Qualitative and quantitative research methods are two different outlets to conduct research and collect data. Qualitative research is developed upon “ideas and evidence drawn from personal observations, interviews, or texts augmented by the researchers’ own ideas or logic” and quantitative research includes “hypotheses yielding numerically stated values of observed data” (Rosenberry & Vicker, 2017). Both outlets provide researchers with an amazing opportunity to prove their theories and potentially provide new ways to understand mass communications.

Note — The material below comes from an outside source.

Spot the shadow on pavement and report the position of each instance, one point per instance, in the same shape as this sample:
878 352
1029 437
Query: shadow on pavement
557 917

Qualitative vs Quantitative.

An example of qualitative research that has contributed to the mass communication world is a study on the development of health messages for under-deserved populations. The purpose of this study was to evaluate the benefits of using visual and participatory research techniques toward health messaging development which targeted older Hispanic women. Observations of physical activity among the participants were assessed using a visual research method known as photo-elicitation.

In-depth interviews.

An additional qualitative research method included in-depth interviews to better understand the physical needs of the under-deserved population at hand. The results indicate and recommend that strategic health communications activities for under represented communities should be increased to improve overall health literacy and reduce health disparities throughout the country.

Quantitative research.

An example of quantitative research that has also contributed to the mass communication world with an interest in the health field is a content analysis of health messages in U.S. media from 1985 to 2005. This content analysis examined health messages in the mass media, excluding the Internet, and evolved into a systematic review of the literature to document characteristics of health-related quantitative content analysis studies. Inclusion and exclusion criteria were applied to 12,442 articles. The study found magazines and television to be the most frequently studied media types, followed by newspapers and movies. Video games and music were the least commonly analyzed media types. Content analysis of health messages has grown in popularity and this study has identified potential content areas or media formats that require more attention and research that will directly impact healthy policy.

Table for quantitative research.

The two studies researched different parts of the health field through various efforts, but both contributed to the mass communication field and bettering communication efforts for the betterment of society. Although both provided great suggestions for future communications endeavorers, the first study mentioned which focused on quantitative research, provided a clearer method and a more personal outcome. It’s important that research relating to society in terms of health and communications is personal and provides real-world experiences. The qualitative research did just that!